Mazars, the audit firm that prepared proof-of-reserves (POR) reports for crypto exchanges, is halting all work for crypto clients, according to a statement by Binance. Mazars worked with several major crypto bourses including Binance, Crypto.com, and KuCoin.
“Mazars has indicated that they will temporarily pause their work with all of their crypto clients globally, which include Crypto.com, KuCoin, and Binance. Unfortunately, this means that we will not be able to work with Mazars for the moment.”
The move comes just a day after another accounting firm, Armanino, was reportedly terminating crypto audit practice and dropping certain clients, according to Forbes. The report stated that Armanino’s decision could be due to pressure from the firm’s non-crypto clients, citing reputational risks.
Armanino, which was in charge of FTX.US and Nexo’s POR reports, was sued in a class-action lawsuit filed in November, which alleged the audit firm failed to take notice of irregularities at FTX.US after carrying out its audit in 2021. Others named in the lawsuit included FTX CEO Sam Bankman-Fried, and Prager Matis, as well as FTX co-founder Gary Wang and Alameda Research former CEO Caroline Ellison.
The suit also accused Armanino of failing to fulfill its obligations to make sure FTX was not taking part in illegal activities. Plaintiff Stephen Pierce, who filed the lawsuit on behalf of himself and other affected investors, said Aramnino was “wilfully blind” to FTX’s scheme. Pierce lost around $20,000 in the FTX debacle.
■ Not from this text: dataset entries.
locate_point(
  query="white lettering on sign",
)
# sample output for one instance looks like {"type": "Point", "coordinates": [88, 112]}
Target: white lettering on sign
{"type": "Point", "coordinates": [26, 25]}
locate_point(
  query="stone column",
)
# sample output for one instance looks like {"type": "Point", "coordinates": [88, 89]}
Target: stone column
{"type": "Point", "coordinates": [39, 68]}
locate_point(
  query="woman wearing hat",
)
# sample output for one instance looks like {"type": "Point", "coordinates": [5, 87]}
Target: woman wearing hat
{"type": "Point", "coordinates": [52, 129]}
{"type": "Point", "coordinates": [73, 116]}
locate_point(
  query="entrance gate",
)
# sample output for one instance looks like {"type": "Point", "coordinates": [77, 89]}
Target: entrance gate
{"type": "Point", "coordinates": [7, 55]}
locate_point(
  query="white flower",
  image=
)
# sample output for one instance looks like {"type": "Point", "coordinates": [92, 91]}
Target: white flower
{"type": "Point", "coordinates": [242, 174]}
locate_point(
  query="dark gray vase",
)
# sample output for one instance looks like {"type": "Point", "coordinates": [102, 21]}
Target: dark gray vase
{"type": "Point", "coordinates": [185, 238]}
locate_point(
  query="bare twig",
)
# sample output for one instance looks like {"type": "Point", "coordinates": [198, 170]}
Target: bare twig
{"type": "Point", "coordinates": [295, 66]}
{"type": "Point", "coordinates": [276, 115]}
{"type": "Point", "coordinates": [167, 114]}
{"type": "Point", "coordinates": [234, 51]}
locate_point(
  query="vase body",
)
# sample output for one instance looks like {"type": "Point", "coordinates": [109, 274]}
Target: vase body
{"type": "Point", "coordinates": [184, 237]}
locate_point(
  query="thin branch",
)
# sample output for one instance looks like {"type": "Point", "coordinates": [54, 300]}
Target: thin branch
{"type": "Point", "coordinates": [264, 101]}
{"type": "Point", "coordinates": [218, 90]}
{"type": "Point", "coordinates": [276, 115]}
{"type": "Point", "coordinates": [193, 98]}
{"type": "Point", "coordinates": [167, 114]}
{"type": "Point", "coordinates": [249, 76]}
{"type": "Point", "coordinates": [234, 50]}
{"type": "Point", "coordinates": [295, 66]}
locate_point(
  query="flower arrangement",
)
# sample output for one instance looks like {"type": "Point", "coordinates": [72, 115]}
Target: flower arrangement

Mazars’ decision to halt collaboration with crypto clients comes a week after the audit firm published a Binance’s POR report. The POR statement showed that Binance’s bitcoin reserves were overcollateralized. However, regardless of the report, there were massive withdrawals at the world’s biggest crypto exchange as investors remained weary of centralized exchanges.
The French auditor has been leading the crypto sector’s rush to prepare POR reports for major crypto exchanges in the wake of FTX’s implosion last month. Since then, crypto bourses have been under pressure to provide more insight into their reserves as billions of dollars of investors’ funds were lost as the FTX contagion spread.